If the SerDe class for the format is not available in the job's classpath, you will see an error similar to the following.

>>> spark.sql("describe memberships_json").show() Caused by: MetaException(message:java.lang.ClassNotFoundException Class org.openx.data.jsonserde.JsonSerDe not found) at org.apache.hadoop.hive.metastore.MetaStoreUtils.getDeserializer(MetaStoreUtils.java:399) at org.apache.hadoop.hive.ql.metadata.Table.getDeserializerFromMetaStore(Table.java:276) ... 64 more

To view only the distinct organization_ids from the memberships table, run the following SQL query.

>>> spark.sql("select distinct organization_id from memberships_json").show() +--------------------+ | organization_id| +--------------------+ |d56acebe-8fdc-47b...| |8fa6c3d2-71dc-478...| +--------------------+

If you need to do the same with dynamic frames, run the following.
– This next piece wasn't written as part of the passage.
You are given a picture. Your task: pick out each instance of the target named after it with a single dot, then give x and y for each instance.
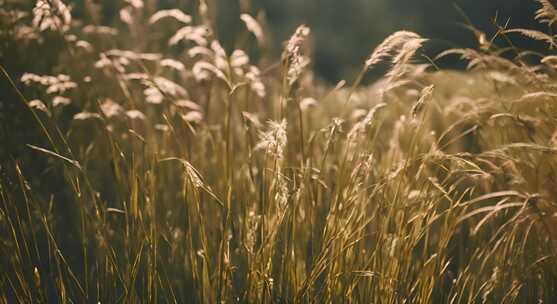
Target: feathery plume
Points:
(170, 13)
>>> memberships = glueContext.create_dynamic_frame.from_catalog(database="legislators", table_name="memberships_json") >>> memberships.toDF().createOrReplaceTempView("memberships") >>> spark.sql("select distinct organization_id from memberships").show() +--------------------+ | organization_id| +--------------------+ |d56acebe-8fdc-47b...| |8fa6c3d2-71dc-478...| +--------------------+

While DynamicFrames are optimized for ETL operations, enabling Spark SQL to access the Data Catalog directly provides a concise way to run complex SQL statements or port existing applications.